I mean, Split and Crazy Jane from Doom Patrol say hi i guess.

theres nothing in the original bloodlines thats more or less triggering than whats available today so this entire *pre*-possible outrage hand wringing is just that. hand wringing so you have something to talk about.
Video games don't get the same freedom as older mediums like television or comics. If Jeanette is on TV is nothing new. If Jeanette is in a 2019 video game she's a misogynistic sex fantasy for incels.
That's a lie and you know it. (the freedom thing. Jeanette has always been a sex fantasy for incels)
But no one cared in 2004 cause social politics in video games wasn't something that made money so devs were free to make plot lines about sexually abused split personality fap bait and didn't need to worry about a barrage of articles calling them gross weirdos. Devs don't really get that luxury now and Bloodlines 2 is probably going to be more high profile than the first due to reputation.

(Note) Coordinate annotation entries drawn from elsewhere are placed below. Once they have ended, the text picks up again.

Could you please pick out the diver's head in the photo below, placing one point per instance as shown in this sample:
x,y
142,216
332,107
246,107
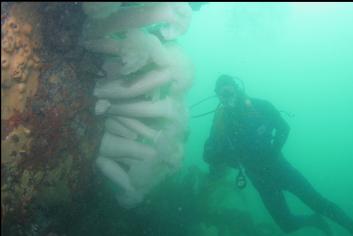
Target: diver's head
x,y
228,91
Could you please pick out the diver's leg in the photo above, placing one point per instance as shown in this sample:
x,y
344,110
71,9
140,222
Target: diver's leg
x,y
298,185
275,202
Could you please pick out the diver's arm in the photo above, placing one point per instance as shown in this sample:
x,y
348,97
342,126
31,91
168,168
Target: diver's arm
x,y
281,131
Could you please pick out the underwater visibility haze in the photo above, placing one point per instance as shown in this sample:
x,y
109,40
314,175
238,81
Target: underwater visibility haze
x,y
111,116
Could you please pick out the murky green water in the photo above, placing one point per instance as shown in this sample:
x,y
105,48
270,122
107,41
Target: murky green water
x,y
299,56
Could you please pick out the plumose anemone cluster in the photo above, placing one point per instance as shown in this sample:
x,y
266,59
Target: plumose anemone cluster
x,y
141,96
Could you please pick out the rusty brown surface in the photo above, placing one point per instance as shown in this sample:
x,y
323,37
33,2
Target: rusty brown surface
x,y
49,133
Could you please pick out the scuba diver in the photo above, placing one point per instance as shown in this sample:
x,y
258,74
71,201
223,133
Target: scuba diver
x,y
249,133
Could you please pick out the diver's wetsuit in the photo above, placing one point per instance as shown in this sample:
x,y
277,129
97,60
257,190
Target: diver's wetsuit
x,y
254,140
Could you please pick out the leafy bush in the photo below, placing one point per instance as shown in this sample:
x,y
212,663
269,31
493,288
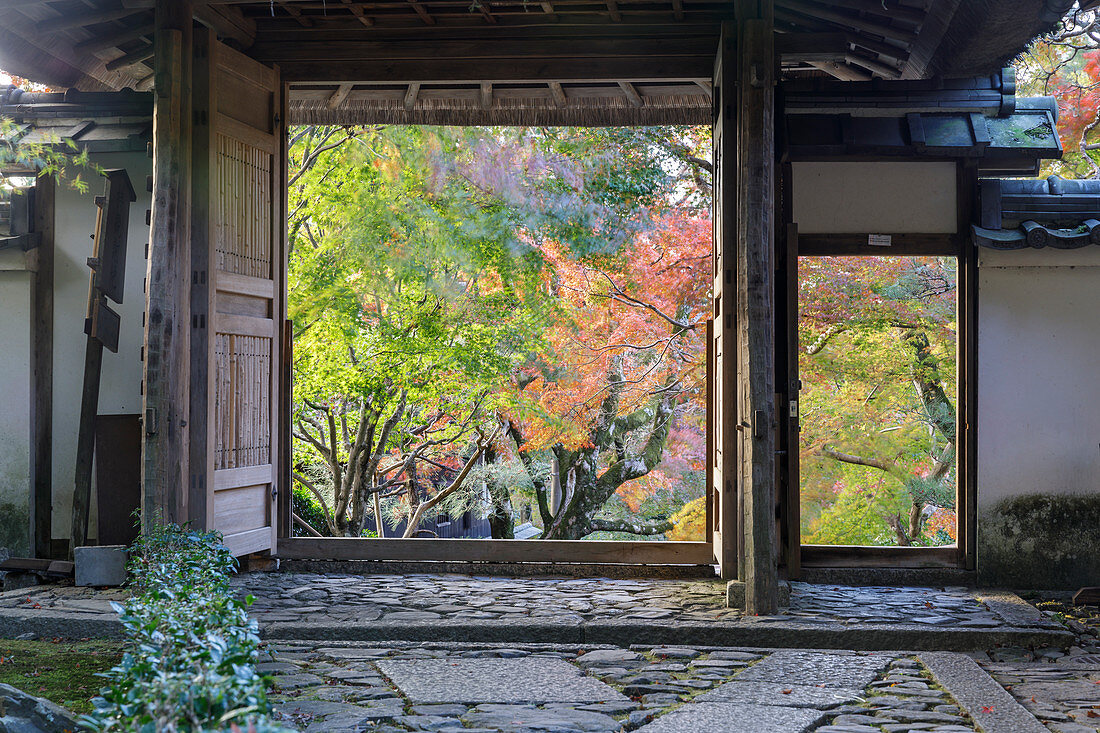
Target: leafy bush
x,y
190,663
307,506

MY issues is that if there is a setting where devs should be allowed to put characters like that in a game and explore uncomfortable themes and dark humour it's WoD, but I fully expect them to shy away from anything really fucked up and keep it pretty sanitary.
I've yet to see any evidence of that. So I'm going to circle back around to my earlier comment about useless hand-wringing about nothing.

Hell, custom pronouns, genders, and appearances is probably going to utterly piss off more people than whatever 'freaky' thing you're afraid they might scrub out (the original bloodlines is probably one of the most sanitary pieces of vampire media out there so I'm not entirely sure what you're afraid of). To the average member of the regressive gaming culture nothing is more ~unsanitary~ than acknowledging more than two genders. So it looks like the developers are on the right triggering track!!!1!
From: https://kotaku.com/vampire-the-masquerade-bloodlines-is-getting-a-sequel-1833479366

?It?s fifteen years later and things have changed,? Mitsoda said. ?We have to be very sensitive about how we handle things like mental illness and that was a concern for us and for Paradox, in how we can make a mature story but if we do anything, we do our homework and make sure that we are punching up and not punching down.?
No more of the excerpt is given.